US Supreme Court examines rule on cross-border pollution


The US Supreme Court on Tuesday took up a case examining whether the Environmental Protection Agency exceeded its authority when it sought to impose strict federal clean air standards on states with industrial pollutants that drift downwind to other states.

The high court set aside an additional 30 minutes beyond the usual hour for oral argument, underscoring the importance – and complexity – of the dispute.

At issue in the case is an EPA-created mandate called the Transport Rule, in which the federal agency asserted authority under the Clean Air Act (CAA) to regulate air pollution that drifts from one state to other states.

The rule applied to 28 upwind states in the eastern half of the United States. It sought to reduce emissions of sulfur dioxide and nitrogen oxides primarily from power plants.

Regulated industries and states objected, with some charging that the federal agency was undertaking a power grab at the expense of state governments.

The CAA, as designed by Congress, includes provisions to address the problem of interstate downwind pollution. Under the statute’s “good neighbor” provision the EPA was directed to work in concert with polluting states to help clean up and prevent air pollution in downwind states.

In the past, the EPA has interpreted the clean air statute to require the agency to set national standards for certain pollutants and then offer each state an opportunity to develop its own plan to achieve compliance with those standards.

Under the newly passed Transport Rule, that didn’t happen. Instead of offering the states a chance to address the problems identified by the federal agency, the agency itself sought to impose strict compliance standards on the states.

Lawsuits ensued. State and local governments, industry groups, and labor organizations asked the courts to examine the new rule.

A federal appeals court panel in Washington, D.C., voted 2 to 1 to invalidate the Transport Rule. The appeals court said the EPA exceeded its authority under the Clean Air Act by undercutting and replacing the required role of the states in the cleanup process.

In some cases, upwind states could face a federal mandate that they reduce emissions by more than their contribution to downwind pollution. Such a requirement would violate the terms of the CAA, the appeals court ruled.

Not all states opposed the federal regulation. New York, Connecticut, Delaware, Illinois, Maryland, Rhode Island, Vermont, and the District of Columbia joined in a brief urging the Supreme Court to uphold the EPA’s Transport Rule.

In contrast, Texas and 13 other states are arguing for the court to affirm the appeals court decision. And nine other states expressed their support for that outcome in a friend-of-the-court brief.

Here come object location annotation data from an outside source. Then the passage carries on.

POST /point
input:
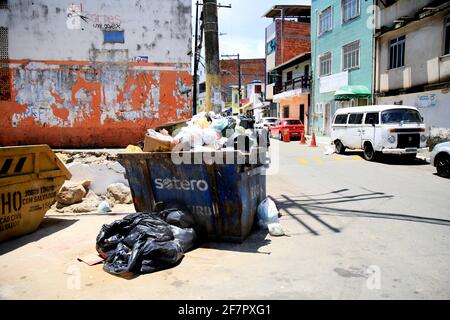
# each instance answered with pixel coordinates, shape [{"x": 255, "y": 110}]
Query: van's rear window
[
  {"x": 290, "y": 122},
  {"x": 401, "y": 116},
  {"x": 341, "y": 119}
]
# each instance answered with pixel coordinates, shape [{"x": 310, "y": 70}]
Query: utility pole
[
  {"x": 239, "y": 74},
  {"x": 195, "y": 75},
  {"x": 213, "y": 86}
]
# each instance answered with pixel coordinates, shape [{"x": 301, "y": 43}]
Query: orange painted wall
[
  {"x": 294, "y": 107},
  {"x": 79, "y": 104}
]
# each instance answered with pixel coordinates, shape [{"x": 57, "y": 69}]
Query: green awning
[{"x": 352, "y": 92}]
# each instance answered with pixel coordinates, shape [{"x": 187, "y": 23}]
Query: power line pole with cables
[{"x": 213, "y": 85}]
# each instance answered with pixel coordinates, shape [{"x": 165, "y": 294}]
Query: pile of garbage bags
[
  {"x": 147, "y": 242},
  {"x": 206, "y": 132}
]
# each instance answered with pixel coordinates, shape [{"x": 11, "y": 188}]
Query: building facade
[
  {"x": 92, "y": 74},
  {"x": 287, "y": 60},
  {"x": 251, "y": 70},
  {"x": 342, "y": 58},
  {"x": 413, "y": 59},
  {"x": 292, "y": 94}
]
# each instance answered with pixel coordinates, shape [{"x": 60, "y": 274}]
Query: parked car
[
  {"x": 295, "y": 127},
  {"x": 266, "y": 122},
  {"x": 382, "y": 129},
  {"x": 246, "y": 122},
  {"x": 440, "y": 158}
]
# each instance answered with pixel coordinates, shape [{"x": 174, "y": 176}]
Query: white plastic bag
[
  {"x": 192, "y": 135},
  {"x": 267, "y": 213},
  {"x": 209, "y": 136}
]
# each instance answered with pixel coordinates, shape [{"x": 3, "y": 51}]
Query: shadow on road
[
  {"x": 253, "y": 244},
  {"x": 318, "y": 207},
  {"x": 47, "y": 227},
  {"x": 390, "y": 159}
]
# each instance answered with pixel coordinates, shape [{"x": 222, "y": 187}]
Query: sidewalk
[
  {"x": 319, "y": 139},
  {"x": 424, "y": 155}
]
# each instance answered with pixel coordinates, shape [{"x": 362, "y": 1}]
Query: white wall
[
  {"x": 297, "y": 70},
  {"x": 38, "y": 30},
  {"x": 433, "y": 105},
  {"x": 423, "y": 55},
  {"x": 400, "y": 8}
]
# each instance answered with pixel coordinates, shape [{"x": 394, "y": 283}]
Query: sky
[{"x": 244, "y": 25}]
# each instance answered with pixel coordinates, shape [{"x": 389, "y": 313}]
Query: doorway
[
  {"x": 285, "y": 112},
  {"x": 302, "y": 113},
  {"x": 327, "y": 119}
]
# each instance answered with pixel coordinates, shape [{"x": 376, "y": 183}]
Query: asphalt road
[{"x": 355, "y": 230}]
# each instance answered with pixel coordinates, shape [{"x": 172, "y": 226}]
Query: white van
[{"x": 379, "y": 129}]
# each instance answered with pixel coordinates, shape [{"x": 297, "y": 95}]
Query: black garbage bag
[{"x": 145, "y": 242}]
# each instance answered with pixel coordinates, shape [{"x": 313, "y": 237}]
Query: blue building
[{"x": 342, "y": 46}]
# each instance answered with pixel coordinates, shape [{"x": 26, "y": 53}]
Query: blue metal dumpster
[{"x": 223, "y": 197}]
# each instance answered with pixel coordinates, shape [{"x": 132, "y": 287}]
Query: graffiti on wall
[
  {"x": 104, "y": 22},
  {"x": 57, "y": 97},
  {"x": 75, "y": 18}
]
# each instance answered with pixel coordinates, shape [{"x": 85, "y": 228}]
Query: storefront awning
[
  {"x": 352, "y": 92},
  {"x": 246, "y": 107}
]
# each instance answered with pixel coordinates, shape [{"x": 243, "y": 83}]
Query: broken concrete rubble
[
  {"x": 119, "y": 193},
  {"x": 99, "y": 167},
  {"x": 72, "y": 192}
]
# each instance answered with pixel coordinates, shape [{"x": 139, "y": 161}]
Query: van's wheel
[
  {"x": 443, "y": 165},
  {"x": 340, "y": 149},
  {"x": 369, "y": 153},
  {"x": 410, "y": 156}
]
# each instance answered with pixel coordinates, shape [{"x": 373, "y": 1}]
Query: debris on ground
[
  {"x": 329, "y": 150},
  {"x": 72, "y": 192},
  {"x": 91, "y": 259},
  {"x": 267, "y": 214},
  {"x": 119, "y": 193},
  {"x": 104, "y": 207},
  {"x": 133, "y": 149},
  {"x": 146, "y": 242},
  {"x": 89, "y": 203}
]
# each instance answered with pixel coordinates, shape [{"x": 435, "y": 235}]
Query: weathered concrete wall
[
  {"x": 69, "y": 88},
  {"x": 433, "y": 105},
  {"x": 425, "y": 62}
]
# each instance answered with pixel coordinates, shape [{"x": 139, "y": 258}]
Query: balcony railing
[{"x": 303, "y": 82}]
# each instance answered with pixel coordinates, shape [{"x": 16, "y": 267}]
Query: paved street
[{"x": 356, "y": 230}]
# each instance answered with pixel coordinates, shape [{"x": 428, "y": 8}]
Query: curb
[{"x": 424, "y": 158}]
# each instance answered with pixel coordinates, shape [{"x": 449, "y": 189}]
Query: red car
[{"x": 295, "y": 127}]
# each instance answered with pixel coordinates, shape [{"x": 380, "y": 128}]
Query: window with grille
[
  {"x": 5, "y": 83},
  {"x": 397, "y": 53},
  {"x": 350, "y": 9},
  {"x": 325, "y": 21},
  {"x": 350, "y": 56},
  {"x": 325, "y": 64}
]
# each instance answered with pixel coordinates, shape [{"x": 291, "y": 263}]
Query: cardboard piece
[
  {"x": 91, "y": 259},
  {"x": 152, "y": 144}
]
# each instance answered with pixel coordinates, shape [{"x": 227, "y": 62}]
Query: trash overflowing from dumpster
[
  {"x": 203, "y": 132},
  {"x": 147, "y": 242}
]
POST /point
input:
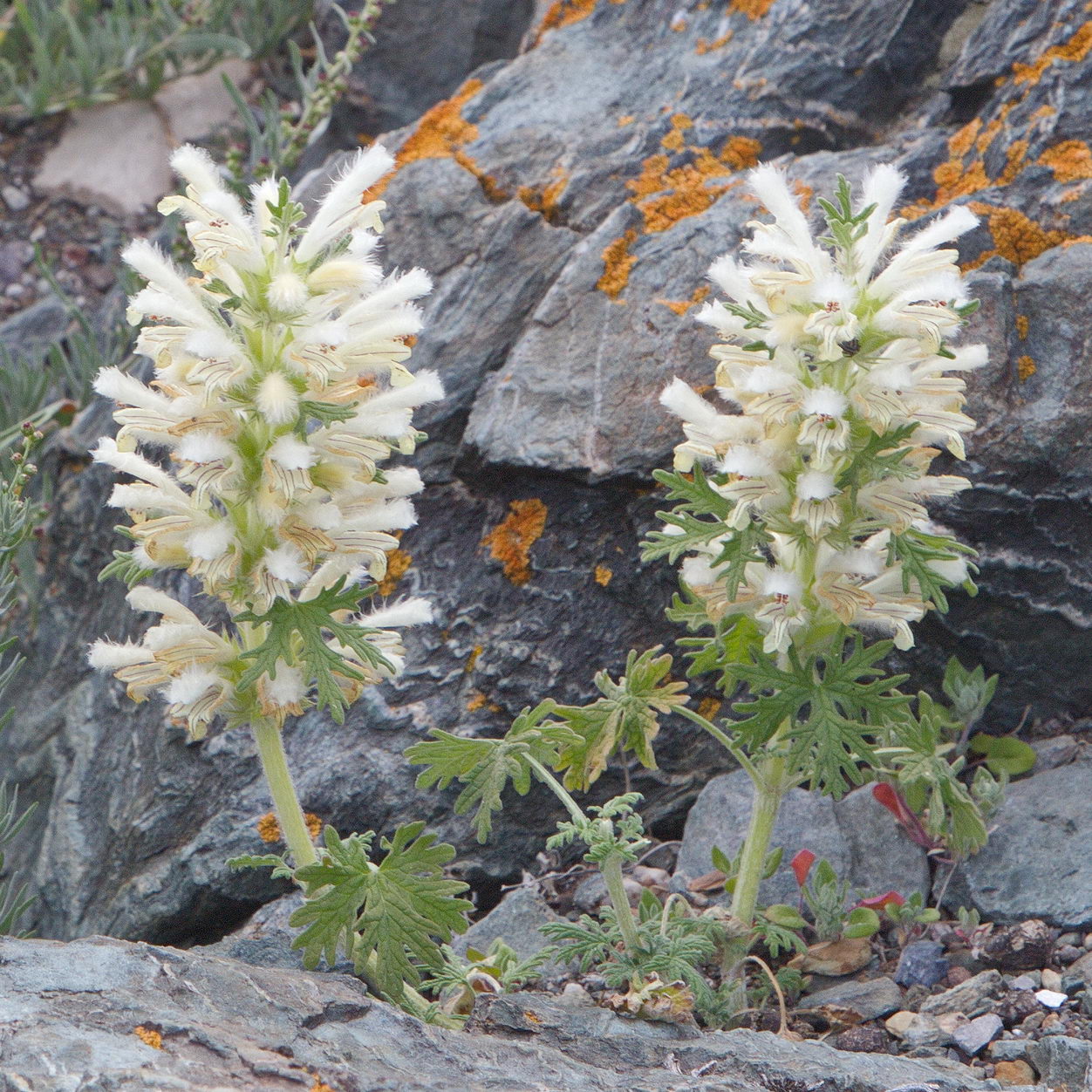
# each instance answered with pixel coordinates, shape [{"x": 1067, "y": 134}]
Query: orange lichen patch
[
  {"x": 148, "y": 1036},
  {"x": 545, "y": 200},
  {"x": 269, "y": 829},
  {"x": 618, "y": 263},
  {"x": 1070, "y": 160},
  {"x": 563, "y": 13},
  {"x": 1075, "y": 48},
  {"x": 511, "y": 541},
  {"x": 440, "y": 133},
  {"x": 709, "y": 707},
  {"x": 398, "y": 562},
  {"x": 705, "y": 46},
  {"x": 753, "y": 9},
  {"x": 1015, "y": 237},
  {"x": 681, "y": 306}
]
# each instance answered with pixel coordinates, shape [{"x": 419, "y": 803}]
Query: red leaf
[
  {"x": 802, "y": 865},
  {"x": 879, "y": 901}
]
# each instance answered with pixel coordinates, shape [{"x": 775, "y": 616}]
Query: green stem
[
  {"x": 285, "y": 801},
  {"x": 616, "y": 889}
]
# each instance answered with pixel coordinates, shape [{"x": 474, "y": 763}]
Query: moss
[
  {"x": 1070, "y": 160},
  {"x": 618, "y": 263},
  {"x": 398, "y": 562},
  {"x": 510, "y": 542},
  {"x": 148, "y": 1036}
]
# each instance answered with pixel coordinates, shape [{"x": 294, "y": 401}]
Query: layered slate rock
[
  {"x": 567, "y": 204},
  {"x": 1036, "y": 863},
  {"x": 106, "y": 1014},
  {"x": 855, "y": 835}
]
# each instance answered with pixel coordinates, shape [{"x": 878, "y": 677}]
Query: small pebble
[{"x": 14, "y": 198}]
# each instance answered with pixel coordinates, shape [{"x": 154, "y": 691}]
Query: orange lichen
[
  {"x": 1070, "y": 160},
  {"x": 753, "y": 9},
  {"x": 440, "y": 133},
  {"x": 510, "y": 542},
  {"x": 709, "y": 707},
  {"x": 269, "y": 829},
  {"x": 618, "y": 263},
  {"x": 545, "y": 200},
  {"x": 1015, "y": 237},
  {"x": 705, "y": 46},
  {"x": 681, "y": 306},
  {"x": 563, "y": 13},
  {"x": 398, "y": 562},
  {"x": 148, "y": 1036},
  {"x": 1075, "y": 48}
]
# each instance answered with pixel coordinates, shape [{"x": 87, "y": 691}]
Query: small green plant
[
  {"x": 56, "y": 55},
  {"x": 801, "y": 522},
  {"x": 280, "y": 394},
  {"x": 276, "y": 134}
]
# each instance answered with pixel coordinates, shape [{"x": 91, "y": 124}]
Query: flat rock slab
[
  {"x": 855, "y": 835},
  {"x": 1036, "y": 863}
]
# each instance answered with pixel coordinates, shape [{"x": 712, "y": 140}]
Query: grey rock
[
  {"x": 555, "y": 389},
  {"x": 1062, "y": 1061},
  {"x": 597, "y": 1036},
  {"x": 29, "y": 333},
  {"x": 1042, "y": 824},
  {"x": 1008, "y": 1049},
  {"x": 855, "y": 835},
  {"x": 979, "y": 1034},
  {"x": 516, "y": 919},
  {"x": 70, "y": 1014},
  {"x": 972, "y": 997},
  {"x": 876, "y": 997},
  {"x": 921, "y": 963}
]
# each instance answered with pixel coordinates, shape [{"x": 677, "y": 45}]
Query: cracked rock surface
[{"x": 567, "y": 203}]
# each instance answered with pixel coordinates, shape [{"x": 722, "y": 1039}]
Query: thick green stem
[
  {"x": 285, "y": 802},
  {"x": 769, "y": 789},
  {"x": 616, "y": 889}
]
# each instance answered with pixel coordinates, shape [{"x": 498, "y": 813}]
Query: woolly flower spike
[
  {"x": 280, "y": 390},
  {"x": 833, "y": 369}
]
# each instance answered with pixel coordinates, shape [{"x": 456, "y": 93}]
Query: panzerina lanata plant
[
  {"x": 280, "y": 391},
  {"x": 802, "y": 529}
]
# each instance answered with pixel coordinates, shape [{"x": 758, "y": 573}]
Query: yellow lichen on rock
[
  {"x": 510, "y": 542},
  {"x": 148, "y": 1036},
  {"x": 1070, "y": 160},
  {"x": 618, "y": 263}
]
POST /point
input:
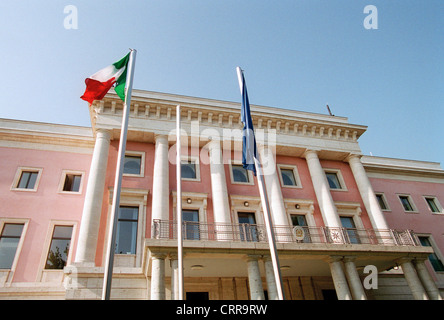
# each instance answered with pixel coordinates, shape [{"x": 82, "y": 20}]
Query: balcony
[{"x": 244, "y": 232}]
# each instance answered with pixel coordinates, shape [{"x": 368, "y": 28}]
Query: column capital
[
  {"x": 311, "y": 153},
  {"x": 331, "y": 259},
  {"x": 252, "y": 257},
  {"x": 158, "y": 255},
  {"x": 349, "y": 258},
  {"x": 161, "y": 137},
  {"x": 353, "y": 157},
  {"x": 105, "y": 133},
  {"x": 403, "y": 260}
]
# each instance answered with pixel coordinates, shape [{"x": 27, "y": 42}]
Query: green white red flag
[{"x": 100, "y": 82}]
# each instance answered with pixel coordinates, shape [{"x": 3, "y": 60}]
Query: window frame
[
  {"x": 137, "y": 221},
  {"x": 337, "y": 172},
  {"x": 295, "y": 175},
  {"x": 436, "y": 251},
  {"x": 436, "y": 202},
  {"x": 65, "y": 173},
  {"x": 384, "y": 200},
  {"x": 194, "y": 160},
  {"x": 51, "y": 241},
  {"x": 9, "y": 273},
  {"x": 131, "y": 198},
  {"x": 249, "y": 173},
  {"x": 140, "y": 154},
  {"x": 18, "y": 175},
  {"x": 411, "y": 202}
]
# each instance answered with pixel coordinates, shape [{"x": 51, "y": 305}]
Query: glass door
[
  {"x": 349, "y": 225},
  {"x": 190, "y": 220},
  {"x": 247, "y": 226}
]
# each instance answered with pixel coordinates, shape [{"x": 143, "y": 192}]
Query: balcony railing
[{"x": 166, "y": 229}]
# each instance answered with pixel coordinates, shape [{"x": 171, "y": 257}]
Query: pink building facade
[{"x": 353, "y": 211}]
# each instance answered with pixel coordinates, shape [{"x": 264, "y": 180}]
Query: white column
[
  {"x": 158, "y": 276},
  {"x": 254, "y": 278},
  {"x": 160, "y": 204},
  {"x": 322, "y": 190},
  {"x": 367, "y": 194},
  {"x": 354, "y": 281},
  {"x": 269, "y": 276},
  {"x": 413, "y": 281},
  {"x": 174, "y": 263},
  {"x": 339, "y": 280},
  {"x": 92, "y": 208},
  {"x": 427, "y": 280},
  {"x": 219, "y": 192},
  {"x": 277, "y": 205}
]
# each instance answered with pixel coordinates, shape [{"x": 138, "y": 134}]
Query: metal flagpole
[
  {"x": 179, "y": 206},
  {"x": 267, "y": 215},
  {"x": 107, "y": 279},
  {"x": 270, "y": 231}
]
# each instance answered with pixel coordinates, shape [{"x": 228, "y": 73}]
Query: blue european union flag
[{"x": 249, "y": 151}]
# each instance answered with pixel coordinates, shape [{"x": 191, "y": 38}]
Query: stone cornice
[
  {"x": 402, "y": 167},
  {"x": 222, "y": 114},
  {"x": 53, "y": 136}
]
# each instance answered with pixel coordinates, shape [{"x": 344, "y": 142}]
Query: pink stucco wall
[
  {"x": 145, "y": 182},
  {"x": 42, "y": 206},
  {"x": 423, "y": 221}
]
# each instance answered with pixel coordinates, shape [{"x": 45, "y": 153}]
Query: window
[
  {"x": 407, "y": 203},
  {"x": 333, "y": 180},
  {"x": 132, "y": 164},
  {"x": 59, "y": 248},
  {"x": 26, "y": 179},
  {"x": 247, "y": 226},
  {"x": 126, "y": 237},
  {"x": 382, "y": 202},
  {"x": 190, "y": 219},
  {"x": 9, "y": 240},
  {"x": 240, "y": 174},
  {"x": 433, "y": 258},
  {"x": 72, "y": 182},
  {"x": 288, "y": 178},
  {"x": 350, "y": 227},
  {"x": 433, "y": 204},
  {"x": 188, "y": 170},
  {"x": 298, "y": 220}
]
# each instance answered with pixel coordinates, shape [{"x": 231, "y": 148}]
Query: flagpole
[
  {"x": 267, "y": 215},
  {"x": 179, "y": 207},
  {"x": 107, "y": 277}
]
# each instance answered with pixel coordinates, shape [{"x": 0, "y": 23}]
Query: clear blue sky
[{"x": 297, "y": 54}]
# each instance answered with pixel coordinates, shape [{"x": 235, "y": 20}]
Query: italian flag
[{"x": 100, "y": 82}]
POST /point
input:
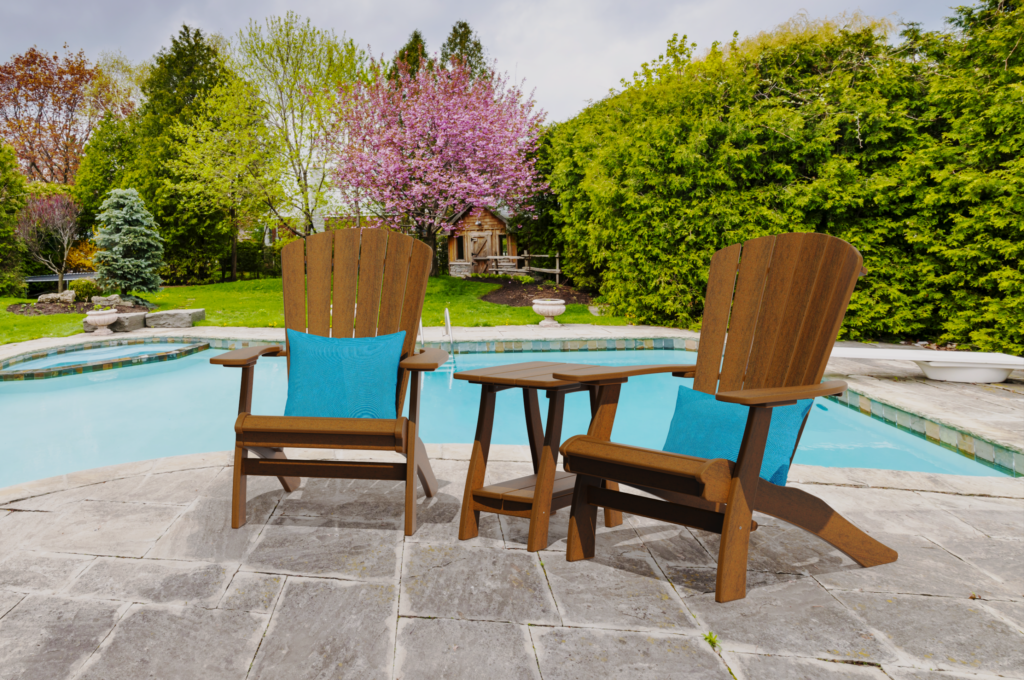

In his argument to the court, Texas Solicitor General Jonathan Mitchell told the justices that the EPA had put the regulated states in a no-win situation.

“EPA’s actions in this case have written the states out of the Clean Air Act,” he said. “EPA’s approach requires the states to submit state cleanup plans that can only guess at how EPA will quantify their good neighbor obligations under” the Clean Air Act.

Chief Justice John Roberts acknowledged that it seemed to be a difficult circumstance, but that’s what the CAA requires.

Mr. Mitchell responded that the EPA had interpreted the statute for 15 years in a manner more favorable to the states.

“EPA has now done a 180-degree shift and they have told the states that they are required to submit good neighbor state [cleanup plans] before EPA has quantified” the amount of emissions those plans must address, he said.

Deputy US Solicitor General Malcolm Stewart told the justices that the upwind states weren’t the only states with a stake in the outcome.

“There are sovereign state interests on both sides of this case,” Mr. Stewart said in his argument on behalf of the EPA. “This is not a matter of EPA versus the states. It’s a matter of EPA trying to act as an honest broker between the upwind and downwind states.”

Peter Keisler, a Washington appellate lawyer representing industry and labor groups opposed to the rule, focused his argument on challenging the EPA’s reliance on the cost of the emission control plans, rather than the amount of pollutants to be addressed.

He said such a cost-based approach was unfair to upwind states with relatively minor emissions control issues.

“What EPA has done here is assert that it has the power to increase a state’s reduction obligations beyond what a focus on the effects of its emissions would require, simply because EPA has decided that it would be reasonably affordable for that state to bear a higher burden,” Mr. Keisler said.

“What that means is that states [that] are making only a very slight contribution to air-quality problems in downwind states are nonetheless required to make very substantial reductions, in many cases far more than states that are making far greater contributions to poor air quality in the same downwind locations,” he said.

“There is no relationship at all under the EPA’s methodology between the amount a state contributes and the amount it has to reduce, because the entire driver is cost,” Keisler said. “It’s not one component. It is the entire driver.”

“Where in the statute does it say they can’t do that,” Justice Stephen Breyer asked.

Keisler responded that Congress did not intend to allow the EPA to force those causing smaller pollution problems to play a significantly larger role in addressing the problem.

“The whole structure of the Clean Air Act is focused on treating the states as separate entities which are responsible for the emissions that happen within their borders and the effect that those emissions have on other states,” he said.